TRIER. Welch ein Duo-Musizieren! Die Geigerin Isabelle Faust und ihre Klavierpartnerin Silke Avenhaus spielten Mozart, Schubert und Brahms herrlich differenziert. Ein Höhepunkt der Kammermusikreihe im Kurfürstlichen Palais Trier.

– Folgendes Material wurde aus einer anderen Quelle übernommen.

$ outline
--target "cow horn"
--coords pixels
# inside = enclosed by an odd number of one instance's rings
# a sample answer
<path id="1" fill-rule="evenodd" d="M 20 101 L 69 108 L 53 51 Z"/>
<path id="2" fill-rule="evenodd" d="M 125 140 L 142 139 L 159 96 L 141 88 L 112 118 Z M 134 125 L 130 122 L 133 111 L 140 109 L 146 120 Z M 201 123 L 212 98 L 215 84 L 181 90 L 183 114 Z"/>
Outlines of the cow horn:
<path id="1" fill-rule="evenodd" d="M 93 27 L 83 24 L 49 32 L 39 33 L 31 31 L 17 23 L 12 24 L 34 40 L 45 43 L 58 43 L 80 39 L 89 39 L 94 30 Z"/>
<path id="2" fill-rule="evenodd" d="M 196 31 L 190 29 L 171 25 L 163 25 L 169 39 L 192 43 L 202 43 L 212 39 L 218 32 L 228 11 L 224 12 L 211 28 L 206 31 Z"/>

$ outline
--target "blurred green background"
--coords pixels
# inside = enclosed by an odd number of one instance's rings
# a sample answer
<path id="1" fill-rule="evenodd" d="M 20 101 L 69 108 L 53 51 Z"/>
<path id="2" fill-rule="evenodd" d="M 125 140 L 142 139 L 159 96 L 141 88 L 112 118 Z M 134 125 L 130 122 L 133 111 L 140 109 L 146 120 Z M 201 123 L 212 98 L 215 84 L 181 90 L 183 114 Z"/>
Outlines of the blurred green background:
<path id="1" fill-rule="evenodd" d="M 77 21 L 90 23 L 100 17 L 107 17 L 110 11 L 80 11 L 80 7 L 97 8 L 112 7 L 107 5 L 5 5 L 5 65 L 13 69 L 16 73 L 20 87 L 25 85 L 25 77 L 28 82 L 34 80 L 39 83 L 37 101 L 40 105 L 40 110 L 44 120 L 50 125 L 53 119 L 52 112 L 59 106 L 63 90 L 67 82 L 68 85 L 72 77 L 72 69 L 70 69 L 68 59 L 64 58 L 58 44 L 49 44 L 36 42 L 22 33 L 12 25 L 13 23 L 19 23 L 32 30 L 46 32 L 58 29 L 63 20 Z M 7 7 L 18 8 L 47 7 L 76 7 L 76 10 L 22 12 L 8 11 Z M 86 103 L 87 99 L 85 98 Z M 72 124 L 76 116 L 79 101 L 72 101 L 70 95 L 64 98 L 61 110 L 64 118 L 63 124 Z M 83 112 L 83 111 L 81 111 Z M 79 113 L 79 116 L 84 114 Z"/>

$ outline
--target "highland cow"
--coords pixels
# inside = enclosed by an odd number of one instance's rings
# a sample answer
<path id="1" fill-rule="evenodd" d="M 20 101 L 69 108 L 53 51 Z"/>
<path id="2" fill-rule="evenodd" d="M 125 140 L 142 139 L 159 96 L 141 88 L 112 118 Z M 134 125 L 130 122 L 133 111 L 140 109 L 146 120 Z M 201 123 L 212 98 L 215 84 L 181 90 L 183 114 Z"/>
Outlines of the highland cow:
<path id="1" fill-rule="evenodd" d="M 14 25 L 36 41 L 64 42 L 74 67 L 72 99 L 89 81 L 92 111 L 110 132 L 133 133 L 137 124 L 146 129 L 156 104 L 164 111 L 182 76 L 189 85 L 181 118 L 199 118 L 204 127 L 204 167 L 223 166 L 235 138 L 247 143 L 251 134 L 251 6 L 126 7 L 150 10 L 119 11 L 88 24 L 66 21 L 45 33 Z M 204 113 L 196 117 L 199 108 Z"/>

Schwierig, sehr schwierig diese C-Dur-Fantasie für Violine und Klavier von Franz Schubert! Isabelle Faust und ihre Klavierpartnerin Silke Avenhaus bewältigen die Klippen dieser Komposition perfekt, sie brillieren - nein, mehr: Sie geben dem Virtuosen Substanz. Ein Schubert mit einer Vielzahl von geigerischen Klangfarben und pianistischen Anschlagsarten, dabei völlig frei von Butzenscheiben-Idyllik. Faszinierend zu hören, wie die Geigerin über den planvoll diffusen Klavierfiguren des Beginns schmal, zart, vibratoarm zu ihrer weit gespannten Melodielinie ansetzt und den Ton dann verdichtet. Der Mittelteil mit den Variationen über "Sei mir gegrüßt" entwickelte sich zum reichhaltigen Klangwunder - wie ein Spiegel, der sich allmählich in eine Vielzahl von Kristallen auflöst und doch die Konturen des Lieds beibehält. Und über allem liegt die gleichermaßen spielerische und wehmütige Grundstimmung des "späten" Schubert. Das 4. Kammerkonzert im Kurfürstlichen Palais war eine Summe von reichen Klang-, Ausdrucks- und Stimmungsereignissen. Mag sein, dass in den Ecksätzen von Mozarts A-Dur-Sonate (KV 526) die überschäumende Spielfreude am Klavier und die pianistische Brillanz überwogen und die Geige zuweilen in ein unverdientes Begleiterdasein drängten. Aber im Mittelsatz waren beide da: mit einer enormen Spannweite und Genauigkeit in der Dynamik, mit sicherem Gespür für die freundlich-bedächtige Stimmung des Satzes mit seinen unzähligen Feinheiten. Musik, hintergründig schreitend, erzählend, sich aussingend, gelegentlich gedankenvoll innehaltend. Und nach der Pause die große d-Moll-Sonate von Brahms. Gewiss kein Brahms des großen wuchtigen, grundtönigen Klangs. Isabelle Faust und Silke kultivierten eine Vielzahl von feinen Tönungen, von subtilen Stimmungswechseln, von transparenten, sorgfältig ausgeleuchteten Klanggeweben. Nachdenklich, manchmal unwirklich und geisterhaft und dann wieder mit einer diesseitigen Energie, die mitreißt und begeistert. Ein Fest der Nuancen. Lauter Jubel im Kurfürstlichen Palais.